Legislative Assembly election results
| 1st Assembly (2014) | 2nd Assembly (2018) | 3rd Assembly (2023) |

===History of Legislative Assembly elections===
| Colour key for parties |

LEGISLATIVE ASSEMBLY ELECTIONS
| Assembly (Election) | Total Seats | First |  |  |  | Second |  |  |  | Third |  |  |  |
| Political party |  | Seats | Percentage of votes | Political party |  | Seats | Percentage of votes | Political party |  | Seats | Percentage of votes |
| 1st (2014) | 119 | Bharat Rashtra Samithi |  | 63 | 34.31% | Indian National Congress |  | 21 | 25.27% | Telugu Desam Party |  | 15 | 14.73% |
| 2nd (2018) | 119 | Bharat Rashtra Samithi | 88 | 46.87% | Indian National Congress | 19 | 28.43% | All India Majlis-e-Ittehadul Muslimeen |  | 7 | 2.71% |
| 3rd (2023) | 119 | Indian National Congress |  | 64 | 39.40% | Bharat Rashtra Samithi |  | 39 | 37.35% | Bharatiya Janata Party |  | 8 | 13.90% |

==By-election==
When an elected candidate to either the Rajya Sabha, Lok Sabha, or Telangana Legislative Assembly leaves the office vacant before their term ends, a by-election is conducted to find a suitable replacement to fill the vacant position. It is often referred to as by-polls.

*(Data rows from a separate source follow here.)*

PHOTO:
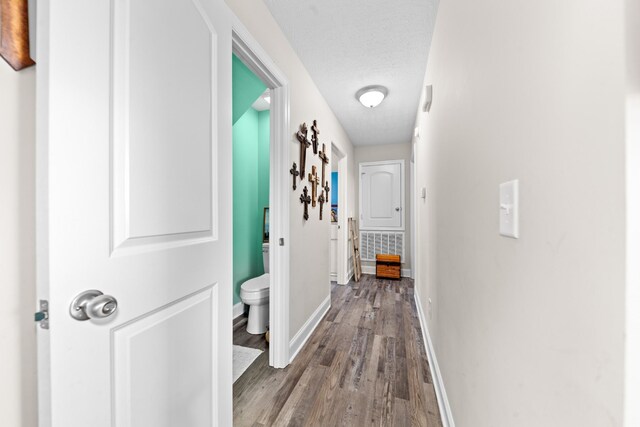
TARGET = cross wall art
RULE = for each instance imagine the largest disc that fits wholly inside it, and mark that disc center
(315, 182)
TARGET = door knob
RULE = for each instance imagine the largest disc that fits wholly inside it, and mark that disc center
(92, 304)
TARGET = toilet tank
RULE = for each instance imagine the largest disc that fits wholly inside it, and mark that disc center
(265, 257)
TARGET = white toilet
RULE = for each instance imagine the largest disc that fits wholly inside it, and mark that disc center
(255, 293)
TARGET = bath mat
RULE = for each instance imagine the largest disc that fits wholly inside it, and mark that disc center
(243, 357)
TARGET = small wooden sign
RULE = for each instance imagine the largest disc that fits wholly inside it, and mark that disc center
(14, 33)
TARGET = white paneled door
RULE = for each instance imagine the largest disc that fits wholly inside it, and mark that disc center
(382, 195)
(134, 193)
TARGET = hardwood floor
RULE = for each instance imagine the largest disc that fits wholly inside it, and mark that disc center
(365, 364)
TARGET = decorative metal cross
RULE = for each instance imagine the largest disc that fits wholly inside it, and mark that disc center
(304, 144)
(325, 160)
(313, 181)
(326, 190)
(314, 137)
(321, 201)
(294, 172)
(304, 198)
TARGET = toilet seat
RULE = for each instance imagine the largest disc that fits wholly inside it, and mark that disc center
(258, 287)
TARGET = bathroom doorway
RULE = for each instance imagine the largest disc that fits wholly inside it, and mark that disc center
(261, 206)
(340, 271)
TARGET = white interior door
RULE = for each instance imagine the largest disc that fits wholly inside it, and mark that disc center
(134, 155)
(382, 195)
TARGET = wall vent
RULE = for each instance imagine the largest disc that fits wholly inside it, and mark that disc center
(381, 242)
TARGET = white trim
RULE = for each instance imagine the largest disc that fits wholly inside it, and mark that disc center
(257, 59)
(238, 310)
(402, 195)
(371, 269)
(632, 330)
(298, 341)
(438, 382)
(343, 228)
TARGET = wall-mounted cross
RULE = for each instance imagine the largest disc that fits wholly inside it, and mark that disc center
(313, 180)
(314, 137)
(326, 190)
(325, 160)
(304, 198)
(304, 144)
(294, 172)
(321, 201)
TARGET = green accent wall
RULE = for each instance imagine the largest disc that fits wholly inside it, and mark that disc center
(246, 86)
(250, 176)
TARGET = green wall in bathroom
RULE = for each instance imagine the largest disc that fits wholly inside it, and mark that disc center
(250, 178)
(246, 86)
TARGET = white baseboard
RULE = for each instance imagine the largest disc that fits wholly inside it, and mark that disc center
(441, 394)
(238, 309)
(371, 269)
(298, 341)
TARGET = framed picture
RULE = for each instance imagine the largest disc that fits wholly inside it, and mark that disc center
(265, 225)
(14, 33)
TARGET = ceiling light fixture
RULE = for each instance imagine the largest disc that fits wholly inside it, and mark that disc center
(371, 96)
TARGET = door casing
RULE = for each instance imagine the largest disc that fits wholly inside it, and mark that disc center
(258, 61)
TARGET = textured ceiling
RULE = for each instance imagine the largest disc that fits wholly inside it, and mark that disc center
(346, 45)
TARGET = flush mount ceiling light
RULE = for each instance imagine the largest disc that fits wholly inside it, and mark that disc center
(371, 96)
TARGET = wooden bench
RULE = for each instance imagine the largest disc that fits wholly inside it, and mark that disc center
(388, 266)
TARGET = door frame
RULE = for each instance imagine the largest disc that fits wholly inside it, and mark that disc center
(342, 255)
(245, 47)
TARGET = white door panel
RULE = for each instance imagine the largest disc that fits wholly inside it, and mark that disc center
(134, 155)
(382, 195)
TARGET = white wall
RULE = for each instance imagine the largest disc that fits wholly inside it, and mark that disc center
(632, 356)
(309, 276)
(527, 332)
(377, 153)
(17, 247)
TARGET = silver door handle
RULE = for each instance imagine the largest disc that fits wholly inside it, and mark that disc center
(92, 304)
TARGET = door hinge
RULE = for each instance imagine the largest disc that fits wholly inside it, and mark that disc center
(42, 316)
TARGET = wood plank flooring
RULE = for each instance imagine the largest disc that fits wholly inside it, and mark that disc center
(364, 365)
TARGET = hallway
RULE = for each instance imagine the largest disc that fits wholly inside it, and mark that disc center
(365, 364)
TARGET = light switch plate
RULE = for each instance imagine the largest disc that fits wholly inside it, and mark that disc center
(509, 211)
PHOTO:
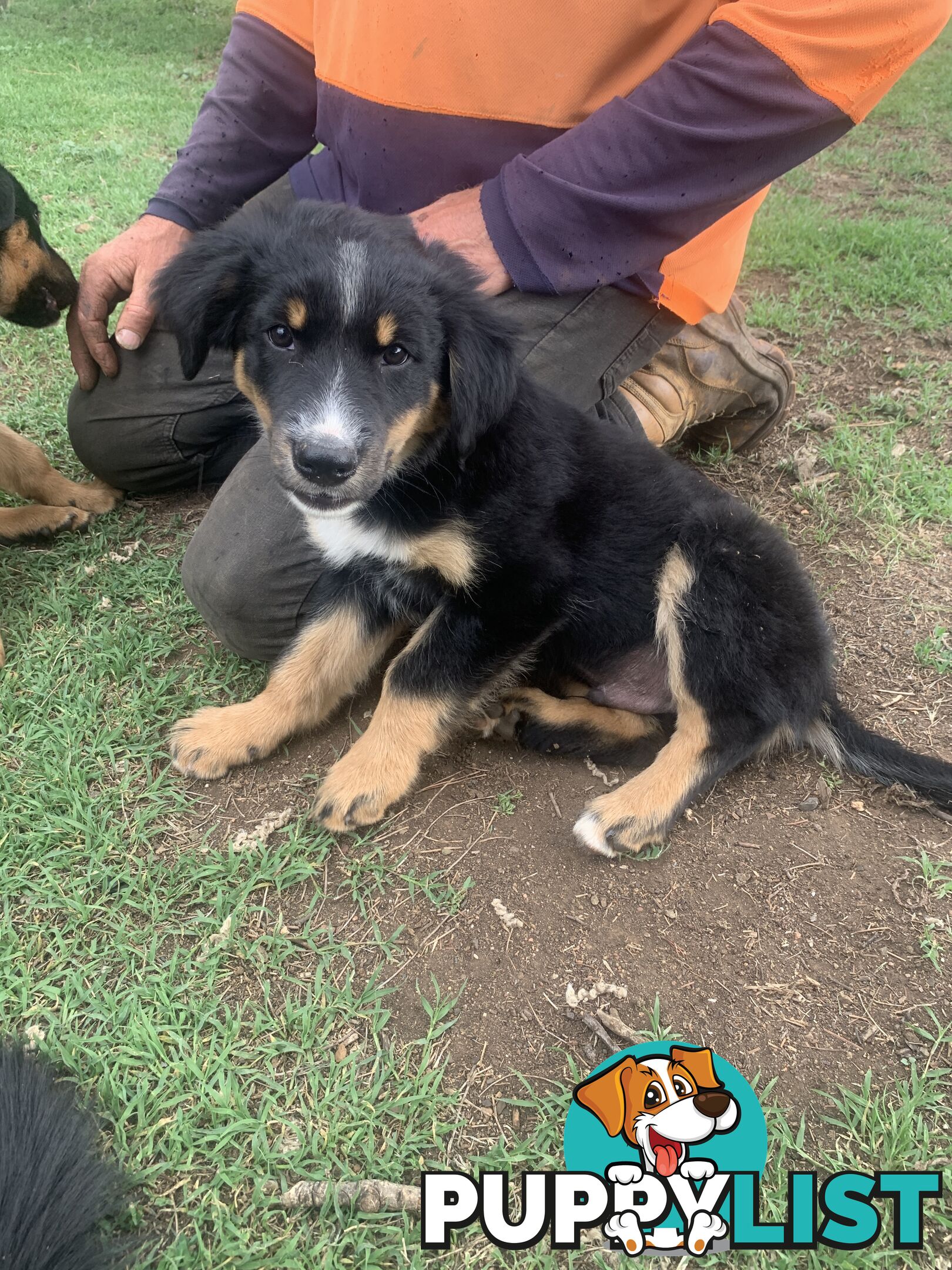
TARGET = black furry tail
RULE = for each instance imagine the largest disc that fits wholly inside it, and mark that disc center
(55, 1188)
(846, 743)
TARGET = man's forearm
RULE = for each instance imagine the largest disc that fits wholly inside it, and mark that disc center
(716, 123)
(254, 125)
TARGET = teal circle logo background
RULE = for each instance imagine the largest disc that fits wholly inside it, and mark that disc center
(589, 1148)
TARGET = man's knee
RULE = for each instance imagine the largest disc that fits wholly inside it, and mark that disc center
(102, 445)
(217, 582)
(250, 568)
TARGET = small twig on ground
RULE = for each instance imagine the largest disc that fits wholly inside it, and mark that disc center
(620, 1029)
(368, 1195)
(597, 771)
(596, 1027)
(509, 920)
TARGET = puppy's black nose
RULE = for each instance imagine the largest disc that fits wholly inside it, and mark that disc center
(712, 1102)
(326, 463)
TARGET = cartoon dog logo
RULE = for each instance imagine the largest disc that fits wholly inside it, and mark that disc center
(663, 1105)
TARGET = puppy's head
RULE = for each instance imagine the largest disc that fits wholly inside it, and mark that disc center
(36, 283)
(662, 1104)
(360, 347)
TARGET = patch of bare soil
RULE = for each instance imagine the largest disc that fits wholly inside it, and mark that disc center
(782, 925)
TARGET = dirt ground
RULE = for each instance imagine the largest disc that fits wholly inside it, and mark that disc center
(782, 925)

Common reasons for by-elections:
- Resignation of the sitting M.P. or an M.L.A.
- Death of the sitting M.P. or an M.L.A.

But other reasons occur when the incumbent is disqualified for being ineligible to continue in office (criminal conviction, failure to maintain a minimum level of attendance in the office due to election irregularities found later, or when a candidate wins more than one seat and has to vacate one).